US 5826232 A
The voice synthesis of the invention analyzes a voice signal by orthogonal breakdown on a basis of wavelets with compact support, preferably Daubechies wavelets. The synthesis is carried out on the basis of coefficients which are stored and selected during the analysis, according to the same algorithm as that used for the analysis.
1. A method for voice synthesis comprising the steps of:
digitizing an input analog voice signal by an analog to digital conversion to generate a digitized signal;
breaking up the digitized signal into at least one orthogonal basis of wavelets, each wavelet having first and second components, with compact support, by use of breakdown filters with predetermined coefficients, the predetermined coefficients being real coefficients;
selecting from all of the predetermined coefficients only a selected portion of the predetermined coefficients which provide a restored analog signal of an adjudged satisfactory quality;
storing only the selected portion of the predetermined coefficients; and
reconstructing the input analog voice signal from the digitized signal by a reconstruction filtering utilizing the stored coefficients;
wherein the step of reconstructing the input analog voice signal comprises the substeps of:
interpolating and filtering the first components of the wavelets;
interpolating and filtering the second components of the wavelets;
adding the interpolated and filtered first and second components of the wavelets to generate a resulting signal;
multiplying the resulting signal; and
low-frequency amplifying the multiplied resulting signal.
2. The method according to claim 1, wherein the digitized signal includes speech frames and wherein a regularity of the wavelets is determined by a preliminary analysis of the speech frames of the digitized signal.
3. The method according to claim 2, wherein the regularity of the wavelets is about 6 to 10.
4. The method according to claim 2, wherein the regularity of the wavelets is from 1 to 6.
5. The method according to claim 2, wherein in order to process edge effects, the speech frames are made artificially odd.
6. The method according to claim 2, wherein for a regularity greater than 16, the filtering is done by multiplication in a dual frequency space.
7. The method according to claim 1, wherein the wavelets are Daubechies wavelets.
8. The method according to claim 1, wherein the wavelets are bi-orthogonal wavelets.
9. The method according to claim 1, wherein the filtering is done by convolution.
1. Field of the Invention
The present invention relates to a method for voice synthesis.

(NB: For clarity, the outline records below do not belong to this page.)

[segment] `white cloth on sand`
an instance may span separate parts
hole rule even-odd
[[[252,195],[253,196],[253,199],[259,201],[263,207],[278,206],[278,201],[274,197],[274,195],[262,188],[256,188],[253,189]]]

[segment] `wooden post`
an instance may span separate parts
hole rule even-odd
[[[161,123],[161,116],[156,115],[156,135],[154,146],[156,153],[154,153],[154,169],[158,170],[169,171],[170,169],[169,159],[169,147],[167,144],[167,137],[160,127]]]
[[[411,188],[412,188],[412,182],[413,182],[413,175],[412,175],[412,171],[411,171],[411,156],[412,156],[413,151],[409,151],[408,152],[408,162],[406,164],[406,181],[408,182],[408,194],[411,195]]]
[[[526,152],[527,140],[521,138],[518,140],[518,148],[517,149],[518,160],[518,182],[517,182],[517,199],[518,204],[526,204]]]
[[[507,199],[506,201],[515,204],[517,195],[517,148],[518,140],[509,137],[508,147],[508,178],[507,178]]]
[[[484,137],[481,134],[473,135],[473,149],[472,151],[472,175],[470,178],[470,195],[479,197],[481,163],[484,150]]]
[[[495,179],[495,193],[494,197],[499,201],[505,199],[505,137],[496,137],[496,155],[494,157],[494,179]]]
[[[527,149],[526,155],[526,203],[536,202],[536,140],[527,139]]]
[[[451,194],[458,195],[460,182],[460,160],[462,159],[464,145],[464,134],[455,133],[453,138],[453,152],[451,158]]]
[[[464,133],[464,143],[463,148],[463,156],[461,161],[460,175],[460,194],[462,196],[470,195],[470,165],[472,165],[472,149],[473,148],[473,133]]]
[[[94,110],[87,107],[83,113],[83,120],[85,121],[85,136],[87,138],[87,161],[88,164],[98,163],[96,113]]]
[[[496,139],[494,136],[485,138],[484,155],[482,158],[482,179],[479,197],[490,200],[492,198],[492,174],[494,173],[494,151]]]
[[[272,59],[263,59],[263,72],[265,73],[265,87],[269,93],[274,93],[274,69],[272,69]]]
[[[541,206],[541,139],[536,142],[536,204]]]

2. Discussion of the Background
Among the numerous fields of application of voice synthesis, some, such as interactive control appliances (control of vehicles, of industrial processes, etc.) require only to synthesize simple messages (isolated words or predetermined phrases). In such applications, it is sought to minimise the cost of the voice synthesis device. The reduction in cost may be brought about essentially by using mass production circuits and by reducing the memory capacity necessary for storing the messages.
In order to reduce this memory capacity, the prior art calls on various types of coding. Among the most widely used codings, time coding is known, which associates a binary code at discrete instants with the amplitude of the signal, and, more precisely, the difference between the signal and its predictable component (differential coding) instead is stored in memory. Recourse is also had to coding the speech by analysis and synthesis, according to which only a very few significant parameters are stored (devices known as: "channel vocoder" or "linear prediction vocoder"). Finally, a method is known which results from the combination of the two above-mentioned methods: "adaptive predictive vocoder" or "voice excitation vocoder", in particular coding in sub-bands.
In the case of sub-band coding, which is coding in the frequency domain, the spectrum of the signal to be coded is broken up into a certain number of sub-bands of width Bk (equal to each other or otherwise). Each sub-band (of index k) is next resampled at the Shannon frequency, i.e. 2Bk. The signals leaving each sub-band filter are quantified differently on the basis of frequency, namely fine quantization for the fundamental and the formants, and coarse quantization in the regions where the energy is low. The reverse operation is carried out to reconstruct the signal.
Before storage and transmission, the signals are coded, for example, according to a PCM (pulse code modulation) coding law, normalized to 64 kbits/s (signal sampled at 8 kHz over 8 bits in the 300-3600 Hz band and compressed according to a logarithmic law). ADPCM coding (adaptive differential PCM), at a rate of 32 kbits/s (8 kHz over 4 bits), is becoming widespread.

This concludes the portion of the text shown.